Gareth Edwards’ 2010 cult classic Monsters was an interesting take on the simple adage of ‘what happens next?’ Whereas many films would focus on an alien or monster invasion of Earth, Edwards was more interested in how an invaded world might look, all the while keeping the story rooted in the lead characters and their journey.

In some ways, it’s a sequel to an invasion film that doesn’t exist in the first place. When an actual sequel was announced, minus a Godzilla-bound Edwards, the question was how would it work? It’s a question you will still be asking after this underwhelming and unnecessary follow-up.

Set ten years after the events of Monsters, Monsters: Dark Continent sees the infected zone stretch to the Middle-East, where a fresh insurgency has begun as the US army calls in reinforcements.
The references to US foreign policy are obvious from the start, but what isn’t obvious is quite what this film has to do with the first.

Yes, the creatures are present, but they serve almost no purpose to the plot whatsoever. One could argue this was the case with the original, but their presence was relevant and a way in to the human story, as we followed the two lead characters attempting to make their way home via the infected zone.

What Dark Continent does is create a visceral war film that strives for the character involvement of Monsters but finds itself lacking. It’s not that the soldiers (whom we follow) are not likeable but the plot isn’t particularly involving, it’s occasionally episodic and it goes on far too long.

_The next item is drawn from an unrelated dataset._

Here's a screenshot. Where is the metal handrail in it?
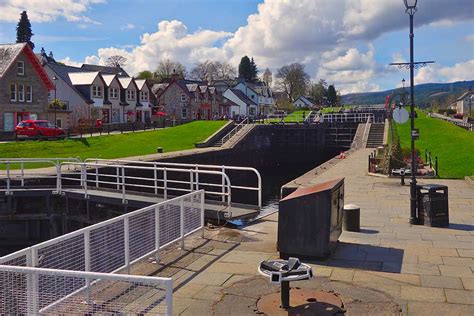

The notion of who the monsters actually are does come to into focus somewhat towards the end but while some of the visual battles are competently handled in a handheld style, they aren’t anything we haven’t seen before in better, more recent war films and therein lies another problem – this wants to be a war film, all the while sitting on the shoulders of a left-field science fiction movie. Sadly though, this has little in common with the origina, both in content and quality.